Entre los hombres, unos tienen mucha tierra y gozan de la vida sin trabajar; otros no tienen ninguna y trabajan sin gozar; bien pocos son los que la tienen justito para gozar trabajando.
Si tuviera cada cual que arar la tierra que tiene, preferirían unos cuantos, sin duda, cederla a otros.
El tigre, al ver que algunos de sus súbditos voraceaban, mientras otros casi se morían de hambre, quiso obligarlos por un edicto a comerse cada cual todo lo que cazara.
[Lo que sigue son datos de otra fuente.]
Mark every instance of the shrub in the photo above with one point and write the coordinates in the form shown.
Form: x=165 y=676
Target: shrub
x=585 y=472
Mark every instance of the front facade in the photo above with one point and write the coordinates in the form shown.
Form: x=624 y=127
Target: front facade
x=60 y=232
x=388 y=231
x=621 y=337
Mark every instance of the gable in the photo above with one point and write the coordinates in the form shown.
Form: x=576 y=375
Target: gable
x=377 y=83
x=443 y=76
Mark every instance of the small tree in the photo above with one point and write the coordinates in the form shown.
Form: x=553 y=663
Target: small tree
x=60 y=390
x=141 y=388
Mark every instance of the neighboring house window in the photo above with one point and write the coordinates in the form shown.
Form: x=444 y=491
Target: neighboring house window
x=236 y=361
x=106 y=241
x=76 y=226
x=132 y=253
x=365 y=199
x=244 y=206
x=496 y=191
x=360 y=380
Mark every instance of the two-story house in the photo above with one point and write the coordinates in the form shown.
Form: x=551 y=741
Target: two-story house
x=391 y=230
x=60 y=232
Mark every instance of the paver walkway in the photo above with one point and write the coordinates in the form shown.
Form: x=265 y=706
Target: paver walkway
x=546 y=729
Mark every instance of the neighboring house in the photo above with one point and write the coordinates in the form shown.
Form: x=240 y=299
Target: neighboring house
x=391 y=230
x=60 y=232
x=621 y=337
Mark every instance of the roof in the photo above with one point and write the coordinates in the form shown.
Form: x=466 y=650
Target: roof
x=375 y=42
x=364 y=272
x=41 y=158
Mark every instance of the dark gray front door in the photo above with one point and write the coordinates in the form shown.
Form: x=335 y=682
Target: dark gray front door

El zorro se tuvo que comer enterita la gallina que había robado y quedó repleto; lo mismo el gato con una gran rata y dos lauchas, y así de otros, sufriendo no pocos regular indigestión.
Pero quedaron sin comer muchos perros cimarrones, hambrientos y flacos, que por esto mismo nada habían podido cazar. Y miraban éstos, envidiosos, al puma ocupado por orden superior en devorar las diez ovejas que en la noche había muerto.
Su envidia duró poco: después de la primera oveja, el puma no podía más; y al acabar la segunda, obligado por el decreto, reventó.
Los perros flacos eran tantos que pudieron, sin llenarse, comer las ovejas que quedaban y también el puma muerto.